His analysis is smart and illuminating, particularly when discussing the flaws and occasional parental touchline rivalry in academy football, or detailing the coaching sessions he experienced under Mourinho, the “regimented” Maurizio Sarri and “the most intense” Antonio Conte. His insight into his former coaches Sarri and Edwards, breaking down the precise drills they use to perfect their pressing, is absorbing.
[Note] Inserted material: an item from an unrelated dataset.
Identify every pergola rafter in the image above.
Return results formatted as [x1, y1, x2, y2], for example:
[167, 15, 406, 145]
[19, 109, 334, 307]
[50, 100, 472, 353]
First, however, to Sammut himself and the most challenging summer of his young career.


“Footballers have an ego thing going on,” Sammut admits. “I had to drop my ego this summer and be realistic. I know players released by Chelsea who had not gone anywhere and were just training at home. I wanted to be proactive. I knew by going on LinkedIn and messaging managers, assistant managers, technical directors, and, yes, making myself vulnerable, it could put me in a shop window.

“I effectively had a season out of first-team football at Sunderland. I played for the under-23s but my eyes have been opened during the last couple of years. I went to Woking and the manager made jokes, saying he went to an under-23s game and there wasn’t even a tackle. At Chelsea, we got to the semi-final of the EFL Trophy and proved we can play at that level but under-23 teams playing against each other is not quite the same. I have spoken to managers who said we need to play men’s football for scouts to take you seriously. I got caught under the blanket of playing under-23s football for too long and should have gone into men’s football a year earlier.”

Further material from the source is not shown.